Manzanera: “Virtually no time at all. I went round to Bryan’s place for a cup of tea last Christmas and he said: ‘Shall we do some gigs?’ I told him: ‘So long as you really want to do this, I’m up for it.’ I rang Andy, then Paul, and here we are. It’s the 50th anniversary, what else are we going to do? At our age, some people do sudoku, but we fiddle around rehearsing Roxy tracks.”
How hard is it condensing eight albums into a 105-minute setlist?
“You can only play a maximum of 20 songs before people start losing the will to live. Then you have to look at the difference between the first Roxy album and [1982 album] ‘Avalon’. How Roxy went from one style to another is another conversation, but there’s a great expression in Spanish that means: ‘A journey without any destination.’ That was Roxy’s thing, and you have to balance all of that in the show.”

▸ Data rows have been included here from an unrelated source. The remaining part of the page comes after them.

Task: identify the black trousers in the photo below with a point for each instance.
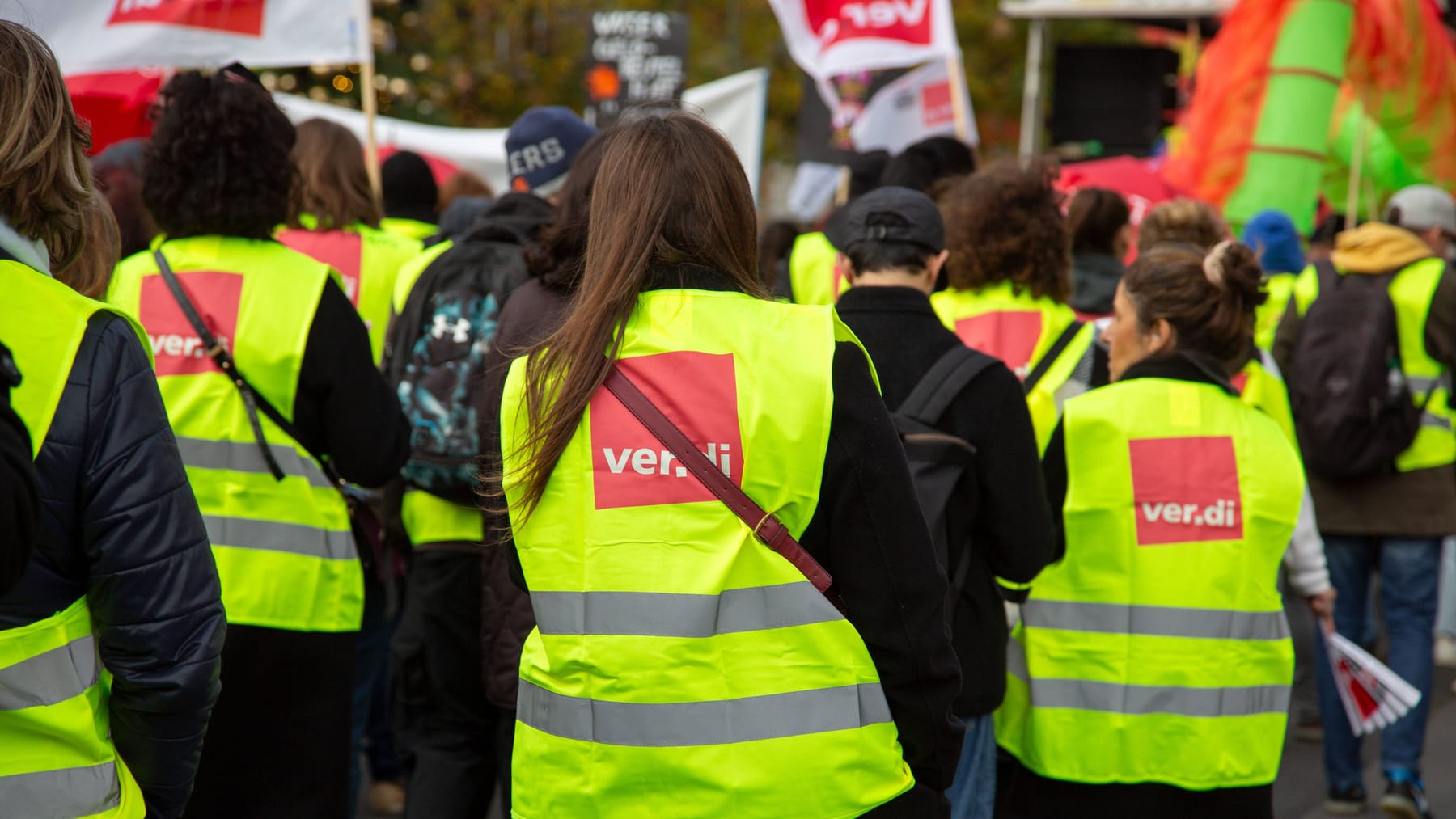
(278, 742)
(456, 746)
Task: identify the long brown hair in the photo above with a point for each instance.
(45, 182)
(670, 191)
(332, 182)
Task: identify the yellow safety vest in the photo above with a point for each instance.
(367, 260)
(284, 551)
(408, 229)
(1019, 329)
(1157, 651)
(56, 755)
(429, 518)
(1267, 316)
(1412, 293)
(811, 271)
(680, 666)
(1266, 391)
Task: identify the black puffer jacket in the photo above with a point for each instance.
(120, 524)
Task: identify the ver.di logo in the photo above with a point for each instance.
(695, 391)
(231, 16)
(1186, 491)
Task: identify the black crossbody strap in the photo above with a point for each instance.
(252, 400)
(1057, 348)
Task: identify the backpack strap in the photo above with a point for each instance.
(938, 387)
(764, 524)
(1052, 355)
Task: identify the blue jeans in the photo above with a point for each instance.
(1410, 569)
(973, 795)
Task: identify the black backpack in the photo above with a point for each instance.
(1347, 389)
(436, 360)
(938, 460)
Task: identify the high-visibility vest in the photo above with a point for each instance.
(408, 229)
(425, 517)
(1158, 651)
(284, 551)
(367, 260)
(811, 271)
(1412, 293)
(57, 757)
(1279, 287)
(1019, 329)
(1263, 389)
(680, 666)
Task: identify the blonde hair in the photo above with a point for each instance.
(45, 184)
(332, 182)
(91, 274)
(1181, 222)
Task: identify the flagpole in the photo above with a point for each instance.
(963, 121)
(370, 116)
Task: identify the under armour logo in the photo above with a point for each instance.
(459, 327)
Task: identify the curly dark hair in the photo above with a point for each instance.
(1005, 224)
(218, 159)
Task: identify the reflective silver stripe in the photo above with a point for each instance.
(1432, 420)
(1119, 699)
(717, 722)
(69, 792)
(682, 615)
(1155, 620)
(53, 677)
(273, 536)
(247, 457)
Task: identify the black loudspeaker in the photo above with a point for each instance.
(1114, 95)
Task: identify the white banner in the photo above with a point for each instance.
(916, 107)
(836, 36)
(112, 36)
(734, 103)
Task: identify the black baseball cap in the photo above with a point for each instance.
(890, 216)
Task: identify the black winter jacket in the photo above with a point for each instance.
(120, 526)
(19, 498)
(1002, 513)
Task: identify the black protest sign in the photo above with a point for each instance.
(633, 57)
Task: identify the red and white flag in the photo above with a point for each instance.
(836, 36)
(1373, 695)
(111, 36)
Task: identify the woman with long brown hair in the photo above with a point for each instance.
(1149, 675)
(682, 664)
(335, 218)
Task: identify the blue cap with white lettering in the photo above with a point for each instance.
(540, 147)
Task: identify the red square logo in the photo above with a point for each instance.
(1009, 336)
(232, 16)
(935, 103)
(175, 344)
(1186, 491)
(696, 391)
(840, 21)
(338, 249)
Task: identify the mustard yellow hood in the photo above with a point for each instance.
(1376, 247)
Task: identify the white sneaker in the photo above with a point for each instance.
(1446, 652)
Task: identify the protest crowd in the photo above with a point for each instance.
(607, 496)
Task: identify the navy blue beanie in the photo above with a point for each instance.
(1272, 234)
(540, 147)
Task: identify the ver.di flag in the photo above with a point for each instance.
(1372, 694)
(837, 36)
(111, 36)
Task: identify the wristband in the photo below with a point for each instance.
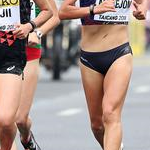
(91, 8)
(33, 25)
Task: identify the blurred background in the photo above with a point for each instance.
(59, 113)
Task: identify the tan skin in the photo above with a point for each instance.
(11, 85)
(31, 73)
(105, 95)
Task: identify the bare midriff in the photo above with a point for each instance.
(97, 38)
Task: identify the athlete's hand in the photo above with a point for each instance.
(140, 11)
(105, 6)
(22, 30)
(33, 39)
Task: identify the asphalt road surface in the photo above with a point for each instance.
(60, 117)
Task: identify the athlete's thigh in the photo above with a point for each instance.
(10, 91)
(93, 87)
(116, 83)
(31, 72)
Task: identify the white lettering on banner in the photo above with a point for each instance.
(121, 14)
(9, 14)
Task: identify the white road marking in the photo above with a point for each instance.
(142, 89)
(69, 112)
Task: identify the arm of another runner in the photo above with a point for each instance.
(68, 9)
(22, 30)
(53, 21)
(47, 26)
(141, 7)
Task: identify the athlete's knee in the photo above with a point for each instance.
(21, 120)
(110, 116)
(97, 126)
(97, 130)
(6, 120)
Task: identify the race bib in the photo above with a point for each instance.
(9, 14)
(121, 14)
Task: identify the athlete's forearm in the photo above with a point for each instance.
(45, 13)
(53, 21)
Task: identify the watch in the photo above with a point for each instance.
(38, 33)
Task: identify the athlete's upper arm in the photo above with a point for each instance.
(53, 7)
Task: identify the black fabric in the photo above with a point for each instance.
(13, 55)
(101, 61)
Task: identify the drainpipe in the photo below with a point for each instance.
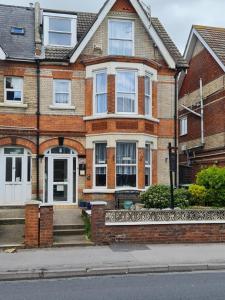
(38, 130)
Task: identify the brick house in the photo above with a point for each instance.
(86, 102)
(201, 103)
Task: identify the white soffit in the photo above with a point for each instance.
(146, 22)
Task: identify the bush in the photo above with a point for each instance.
(158, 196)
(213, 179)
(198, 194)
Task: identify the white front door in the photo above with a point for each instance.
(15, 177)
(60, 177)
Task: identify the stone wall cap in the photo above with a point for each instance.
(98, 203)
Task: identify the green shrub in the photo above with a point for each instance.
(198, 194)
(213, 179)
(158, 196)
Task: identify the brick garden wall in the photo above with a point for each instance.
(168, 233)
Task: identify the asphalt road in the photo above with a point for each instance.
(204, 285)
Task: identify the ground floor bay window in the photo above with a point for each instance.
(126, 164)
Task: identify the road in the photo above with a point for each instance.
(200, 286)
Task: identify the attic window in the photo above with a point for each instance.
(17, 30)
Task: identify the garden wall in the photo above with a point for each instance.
(148, 226)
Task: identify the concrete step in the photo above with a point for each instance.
(68, 232)
(11, 212)
(71, 241)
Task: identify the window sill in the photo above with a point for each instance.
(62, 107)
(13, 105)
(120, 116)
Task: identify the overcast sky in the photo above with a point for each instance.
(176, 15)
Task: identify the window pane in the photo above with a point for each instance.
(100, 176)
(61, 39)
(120, 30)
(18, 173)
(126, 82)
(8, 169)
(126, 153)
(60, 24)
(13, 95)
(101, 83)
(100, 153)
(14, 83)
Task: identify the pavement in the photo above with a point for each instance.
(114, 259)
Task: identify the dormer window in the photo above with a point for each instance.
(60, 30)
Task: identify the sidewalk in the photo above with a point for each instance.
(115, 259)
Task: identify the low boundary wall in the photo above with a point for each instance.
(151, 226)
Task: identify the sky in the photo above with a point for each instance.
(176, 15)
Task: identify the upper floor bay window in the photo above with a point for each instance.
(14, 89)
(126, 164)
(147, 165)
(62, 92)
(126, 91)
(59, 30)
(100, 164)
(121, 37)
(148, 96)
(183, 126)
(100, 101)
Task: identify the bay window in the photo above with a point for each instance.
(14, 89)
(62, 92)
(100, 164)
(100, 105)
(148, 96)
(126, 164)
(147, 165)
(121, 37)
(126, 91)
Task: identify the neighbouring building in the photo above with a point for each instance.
(86, 102)
(201, 103)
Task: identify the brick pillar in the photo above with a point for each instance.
(46, 225)
(111, 157)
(32, 224)
(89, 168)
(141, 168)
(98, 221)
(141, 96)
(111, 94)
(154, 167)
(154, 100)
(88, 96)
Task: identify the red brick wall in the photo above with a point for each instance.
(202, 66)
(169, 233)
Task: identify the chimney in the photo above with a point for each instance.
(37, 17)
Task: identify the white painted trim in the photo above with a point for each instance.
(73, 18)
(147, 24)
(112, 138)
(124, 116)
(163, 223)
(112, 67)
(2, 54)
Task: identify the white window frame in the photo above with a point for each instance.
(124, 165)
(95, 166)
(136, 92)
(54, 93)
(95, 92)
(147, 165)
(7, 89)
(73, 32)
(149, 96)
(183, 126)
(121, 20)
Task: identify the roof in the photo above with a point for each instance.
(215, 38)
(17, 46)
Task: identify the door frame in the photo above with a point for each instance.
(70, 157)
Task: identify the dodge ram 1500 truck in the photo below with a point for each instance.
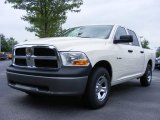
(85, 60)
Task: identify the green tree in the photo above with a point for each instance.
(7, 43)
(145, 44)
(46, 16)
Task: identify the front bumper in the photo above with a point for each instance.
(49, 82)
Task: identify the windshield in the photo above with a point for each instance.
(95, 31)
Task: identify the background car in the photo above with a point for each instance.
(157, 63)
(3, 56)
(9, 55)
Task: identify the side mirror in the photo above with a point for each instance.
(124, 39)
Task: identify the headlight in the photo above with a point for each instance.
(74, 59)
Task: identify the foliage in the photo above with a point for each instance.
(46, 16)
(145, 44)
(158, 52)
(7, 43)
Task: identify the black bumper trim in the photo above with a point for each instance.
(62, 72)
(54, 85)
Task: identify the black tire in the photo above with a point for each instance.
(146, 79)
(92, 91)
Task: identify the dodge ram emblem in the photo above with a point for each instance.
(28, 53)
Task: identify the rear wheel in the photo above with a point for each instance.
(146, 79)
(98, 88)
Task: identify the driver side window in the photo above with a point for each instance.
(120, 31)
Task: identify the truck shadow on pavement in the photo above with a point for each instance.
(120, 91)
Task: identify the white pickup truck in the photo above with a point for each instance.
(85, 61)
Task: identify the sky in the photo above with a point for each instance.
(142, 16)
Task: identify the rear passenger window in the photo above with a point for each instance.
(135, 39)
(120, 31)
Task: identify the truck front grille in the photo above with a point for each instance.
(36, 57)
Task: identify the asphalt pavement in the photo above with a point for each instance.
(128, 101)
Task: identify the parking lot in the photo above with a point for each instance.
(128, 101)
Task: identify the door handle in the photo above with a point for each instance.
(130, 51)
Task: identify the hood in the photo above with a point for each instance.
(67, 43)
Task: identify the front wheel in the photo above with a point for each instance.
(98, 88)
(146, 79)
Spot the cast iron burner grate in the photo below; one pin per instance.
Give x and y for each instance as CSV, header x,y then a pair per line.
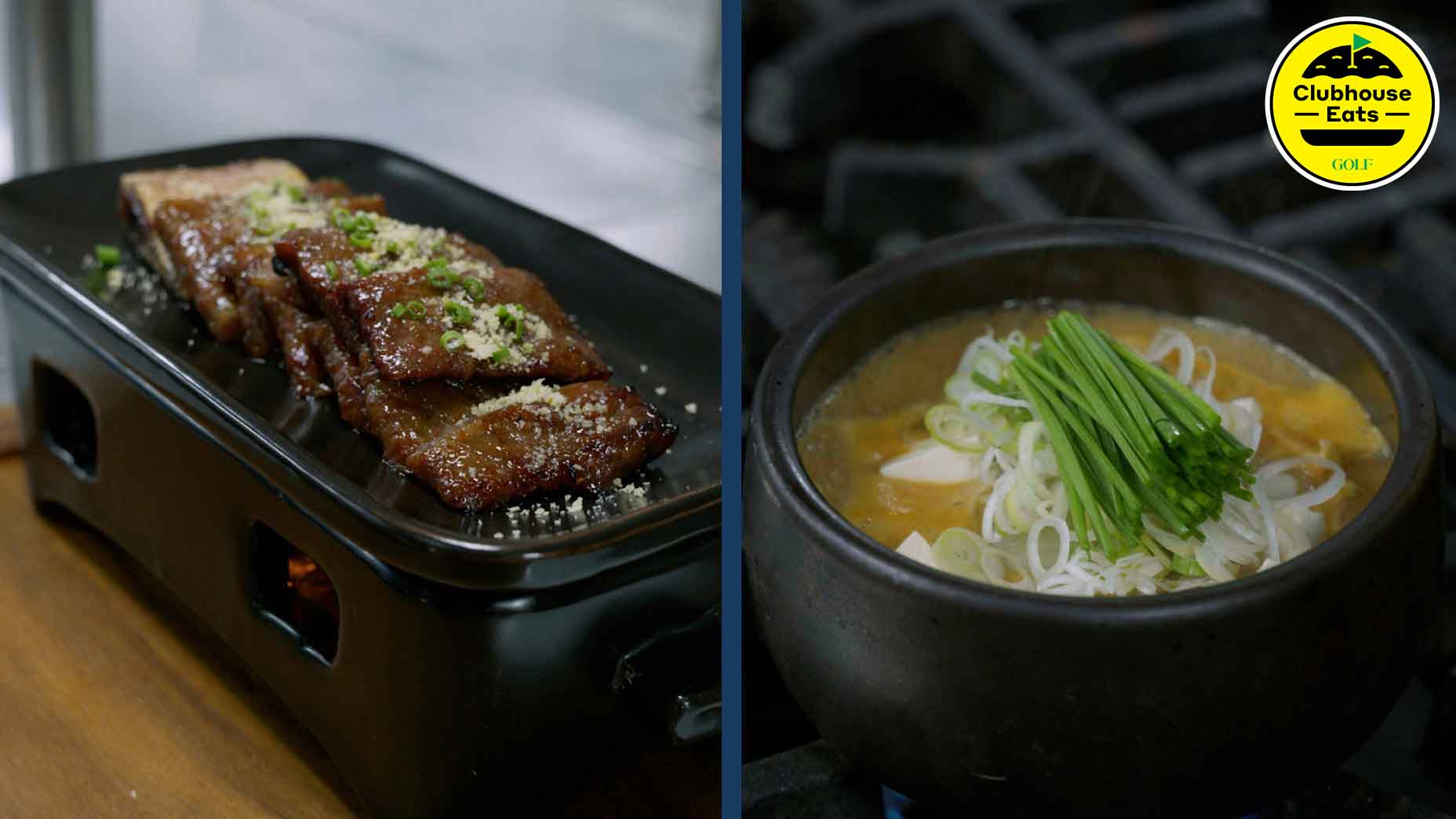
x,y
874,126
777,788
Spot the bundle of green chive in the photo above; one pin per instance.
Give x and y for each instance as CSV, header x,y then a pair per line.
x,y
1127,436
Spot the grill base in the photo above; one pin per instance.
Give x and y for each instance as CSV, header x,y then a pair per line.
x,y
439,700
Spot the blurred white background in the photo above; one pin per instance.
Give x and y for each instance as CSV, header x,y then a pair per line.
x,y
599,112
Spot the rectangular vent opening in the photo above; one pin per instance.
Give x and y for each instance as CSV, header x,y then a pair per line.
x,y
67,420
293,588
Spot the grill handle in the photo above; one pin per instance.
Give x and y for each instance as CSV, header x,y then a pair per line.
x,y
673,679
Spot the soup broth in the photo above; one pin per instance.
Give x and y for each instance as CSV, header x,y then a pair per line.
x,y
877,413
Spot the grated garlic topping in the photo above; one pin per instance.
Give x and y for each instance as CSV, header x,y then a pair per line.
x,y
399,246
493,334
275,209
535,392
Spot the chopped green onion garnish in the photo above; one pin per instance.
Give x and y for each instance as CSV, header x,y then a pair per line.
x,y
459,314
474,289
443,277
108,256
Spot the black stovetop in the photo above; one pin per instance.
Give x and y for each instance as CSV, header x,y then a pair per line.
x,y
871,127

How challenging is it to work out how to play songs you wrote in your 20s, now you’re in your 70s?
“We don’t want to do a Bob Dylan, where people sit there thinking: ‘What song is this?’ until he gets to the chorus and you go: ‘Oh, it’s that one!’ As a punter, I don’t want that experience. I want to hear the musicianship, but really I want to hear the songs as they are on the record.
“I have had to relearn what to play, and I listen back to early songs like ‘ReMake/ReModel’ and think: ‘How was I allowed to play that guitar part? It’s just bonkers!’ I listen to my 21-year-old self and think: ‘The nerve of that guy! I’m meant to serve the song, but I’m playing all over Brian Eno.’”
Was there any chance Brian Eno could have been involved in this tour?
“We love Brian to bits and I still communicate with him a lot, but Brian said from the beginning that he was a small, independent mobile unit, to which I added, ‘From the planet Zog.’ Brian is an amazing, unique person who wasn’t designed to be in a band. He finds it terribly awkward, so one is hesitant to say: ‘Fancy going on tour?’
“Wouldn’t it be great if Brian came on for a few numbers at a show? In a dreamworld, that’d be perfect. But Brian just isn’t that kind of guy and it’s not going to happen.”